Johnny McEntee, formerly the White House Presidential Personnel Office under the former president, posted a video on TikTok in which he discusses the purported scheme to “clean up the community.”
“So I always keep this fake Hollywood money in my car, so when a homeless person asks for money, and I give them like a $5 bill, I feel good about myself, they feel good,” said McEntee, also a senior advisor to Project 2025. “And then when they go to use it, they get arrested, so I’m actually helping to clean up the community and get them off the street.”
and even less people know that movie money isn’t prosecutable without proving it was intentional.
It can if you try to pass it off as real money.
someone would have to prove you did it on purpose knowing it was fake, and that requires getting arrested and charged in the first place and making it all the way to court
You mean like making a video where you say you are hoping people will try to use it as legal tender, and are distributing it for that express purpose?
which part of that is illegal?
Uh, distributing known fake bills that you intend people to use as legal tender? Is this a trick question?
Edit: you will probably have the same response here as elsewhere.
Or you just admit it like this moron in the article.

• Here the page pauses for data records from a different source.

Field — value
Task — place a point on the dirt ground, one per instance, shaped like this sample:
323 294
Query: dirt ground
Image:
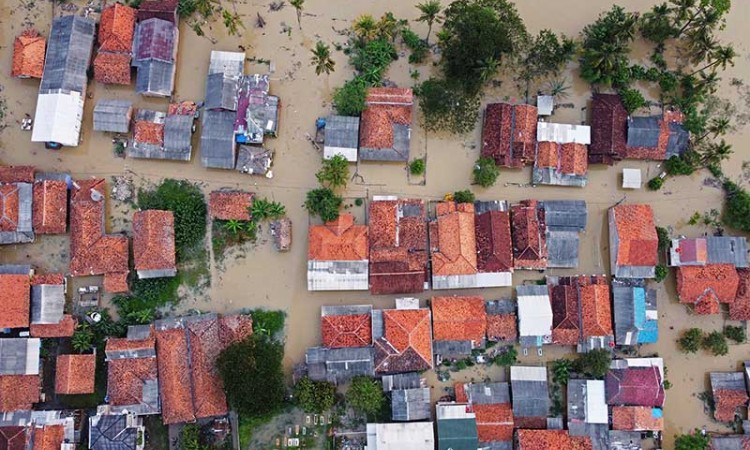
266 278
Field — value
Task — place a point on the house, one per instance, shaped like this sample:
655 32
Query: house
230 205
15 290
633 242
608 129
490 402
20 385
346 326
456 427
637 418
398 246
16 199
153 244
59 109
729 394
635 313
337 256
92 252
402 338
459 325
502 321
112 62
341 137
385 125
116 432
28 55
187 348
74 374
535 318
339 365
396 436
494 243
132 374
113 116
706 287
154 56
509 134
530 393
564 220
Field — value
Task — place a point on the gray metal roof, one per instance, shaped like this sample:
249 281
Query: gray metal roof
113 115
68 54
217 140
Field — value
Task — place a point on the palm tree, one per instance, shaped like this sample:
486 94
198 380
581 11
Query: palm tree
430 13
322 59
298 5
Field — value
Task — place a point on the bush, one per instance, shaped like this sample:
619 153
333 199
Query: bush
314 396
324 203
737 334
465 196
486 172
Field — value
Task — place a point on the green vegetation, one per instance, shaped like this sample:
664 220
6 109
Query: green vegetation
486 172
314 396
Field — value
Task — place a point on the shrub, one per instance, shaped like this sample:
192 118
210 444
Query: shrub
486 172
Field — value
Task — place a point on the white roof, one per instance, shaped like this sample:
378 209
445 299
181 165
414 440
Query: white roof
563 133
58 118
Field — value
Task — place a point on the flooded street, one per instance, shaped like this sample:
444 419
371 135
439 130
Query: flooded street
264 278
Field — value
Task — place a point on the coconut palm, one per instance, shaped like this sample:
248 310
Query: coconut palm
322 59
430 14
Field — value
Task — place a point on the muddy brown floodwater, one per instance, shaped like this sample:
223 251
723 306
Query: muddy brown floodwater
264 278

admit what? handing people prop money? there’s nothing illegal with that or even proof he actually did it. not trying to defend anyone but just saying. these strawmen are a bit silly IMO
I’m not sure why you missed this quote, but apparently you did:
He is blatantly admitting passing off fake money as real money.
“passing off” implies trying to spend it yourself, knowing it’s fake. which isn’t happening here.
I’m not sure why you think giving money to a homeless person isn’t spending it, but it is.